The relevant physical processes for the life cycle of radiation fog are influenced by a multitude of physical processes, like radiative cooling/heating, turbulent mixing, and microphysics, which all interact on different scales. In particular, microphysical processes are highly parameterized in NWP models and respective parameterizations are usually not designed especially for fog layers. However, an improved fog prediction is an essential task for safety reasons in transport as well as for economic needs.
In this talk we present results from a 3D large-eddy simulation study of radiation fog with an embedded Lagrangian cloud model (LCM) that allows resolving all microphysical processes relevant for fog by first principles instead of parameterizing them. These explicitly simulated processes include, among others, an improved advection scheme for particles with resolved droplet sedimentation, size-resolved activation and diffusional growth representation, and on-demand collision and coalescence processes.

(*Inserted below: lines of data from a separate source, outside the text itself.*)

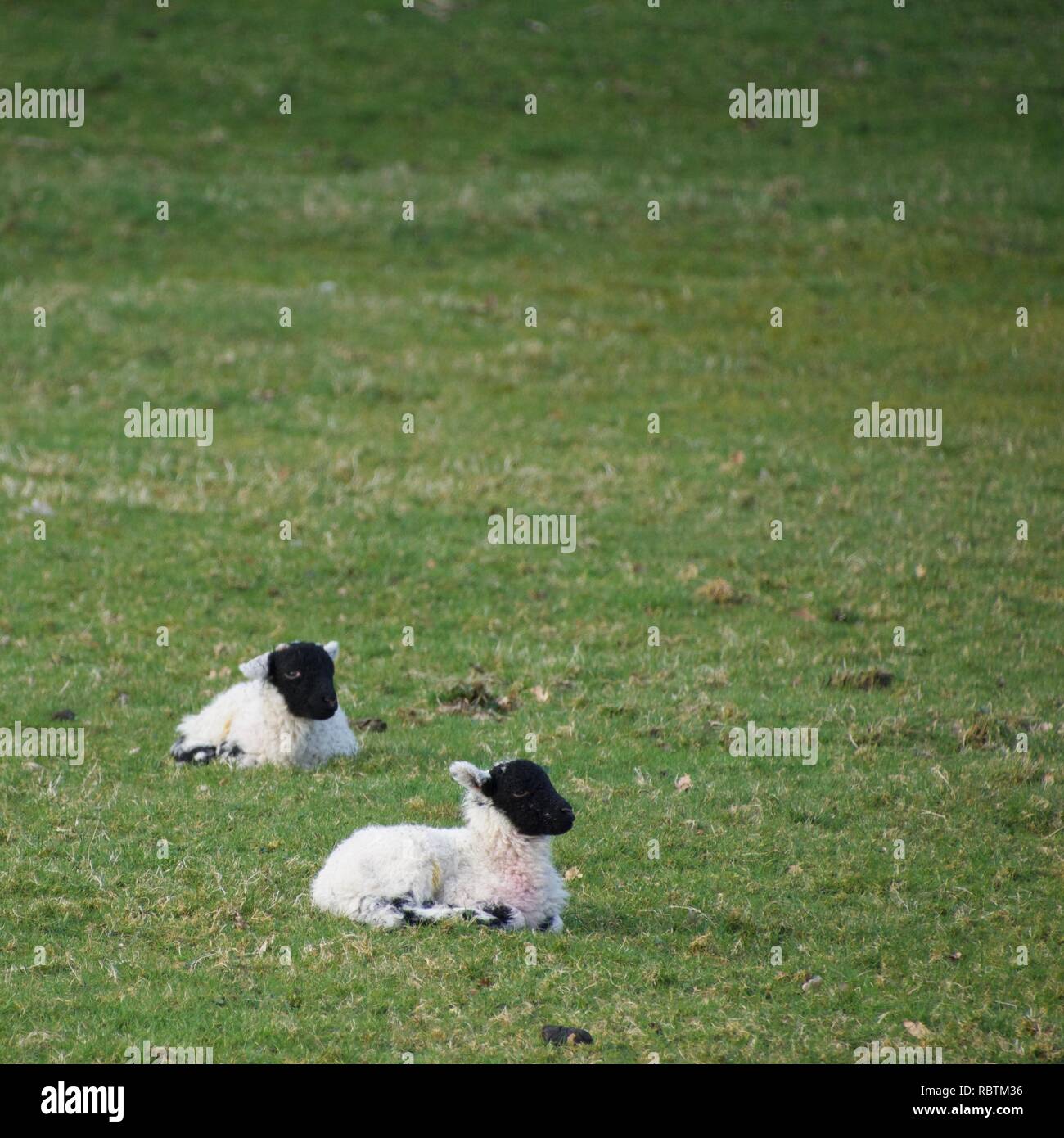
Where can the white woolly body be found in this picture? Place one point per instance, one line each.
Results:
(487, 861)
(254, 717)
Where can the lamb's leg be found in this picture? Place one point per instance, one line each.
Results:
(492, 914)
(197, 753)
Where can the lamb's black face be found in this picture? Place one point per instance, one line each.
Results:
(303, 674)
(522, 791)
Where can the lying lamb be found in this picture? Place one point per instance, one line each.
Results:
(286, 715)
(495, 871)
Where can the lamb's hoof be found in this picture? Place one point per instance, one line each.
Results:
(498, 916)
(195, 755)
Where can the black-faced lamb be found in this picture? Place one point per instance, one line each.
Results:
(286, 714)
(496, 869)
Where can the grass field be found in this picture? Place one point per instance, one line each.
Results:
(670, 956)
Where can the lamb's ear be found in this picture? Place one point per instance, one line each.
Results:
(257, 668)
(469, 776)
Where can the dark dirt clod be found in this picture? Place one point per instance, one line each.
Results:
(561, 1036)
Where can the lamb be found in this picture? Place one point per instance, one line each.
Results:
(495, 871)
(286, 714)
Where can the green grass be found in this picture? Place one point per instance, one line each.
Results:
(670, 956)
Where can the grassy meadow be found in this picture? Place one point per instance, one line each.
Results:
(769, 872)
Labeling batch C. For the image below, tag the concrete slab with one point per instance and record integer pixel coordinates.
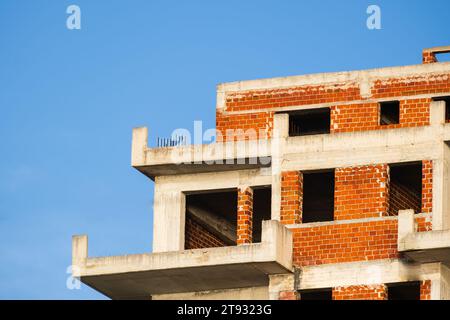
(141, 275)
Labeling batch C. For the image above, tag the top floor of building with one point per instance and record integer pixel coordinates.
(394, 97)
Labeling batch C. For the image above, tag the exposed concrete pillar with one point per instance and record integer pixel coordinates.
(168, 220)
(245, 215)
(138, 145)
(220, 227)
(440, 287)
(79, 252)
(280, 134)
(441, 190)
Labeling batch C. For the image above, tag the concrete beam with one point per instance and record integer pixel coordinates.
(139, 276)
(365, 273)
(253, 293)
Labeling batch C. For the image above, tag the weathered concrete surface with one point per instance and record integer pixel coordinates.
(142, 275)
(253, 293)
(197, 158)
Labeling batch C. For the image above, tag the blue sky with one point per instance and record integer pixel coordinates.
(70, 98)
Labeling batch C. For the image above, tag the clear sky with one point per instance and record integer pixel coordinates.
(70, 98)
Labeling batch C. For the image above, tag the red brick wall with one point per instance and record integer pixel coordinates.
(249, 126)
(245, 216)
(293, 96)
(346, 242)
(427, 186)
(197, 237)
(247, 106)
(424, 223)
(401, 198)
(360, 192)
(425, 290)
(428, 57)
(291, 197)
(372, 292)
(361, 117)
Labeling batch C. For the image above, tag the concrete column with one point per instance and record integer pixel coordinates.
(138, 146)
(168, 220)
(280, 134)
(245, 215)
(440, 287)
(441, 190)
(79, 251)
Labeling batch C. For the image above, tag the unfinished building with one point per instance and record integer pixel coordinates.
(342, 193)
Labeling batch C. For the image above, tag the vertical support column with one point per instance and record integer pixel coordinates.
(440, 193)
(291, 197)
(245, 215)
(280, 134)
(169, 210)
(138, 146)
(437, 289)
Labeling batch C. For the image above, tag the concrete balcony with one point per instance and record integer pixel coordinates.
(139, 276)
(197, 158)
(423, 247)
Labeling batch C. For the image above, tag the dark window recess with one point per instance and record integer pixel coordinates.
(404, 291)
(211, 219)
(262, 203)
(322, 294)
(405, 187)
(446, 99)
(389, 112)
(308, 122)
(318, 196)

The LCM is based on the so-called superdroplet method, in which one simulated particle (superdroplet) represents a large number of real droplets or aerosols.
By using this innovative approach it was possibly for the first time to explicitly simulate the development of the 3D cloud droplet size distribution (DSD) in a fog layer. In this talk we will demonstrate that our results provide new insights into the question of where and when unimodal or, as is often assumed, bimodal DSDs occurs and which parameters essentially influence the shape of the fog droplet spectra. Finally, activation and diffusional growth of fog droplets, which are key processes for fog were investigated in more detail. The ratio of activated and unactivated (but maybe swollen) cloud condensation nuclei, e.g., was determined for different aerosol environments which is typically overestimated in bulk-approaches.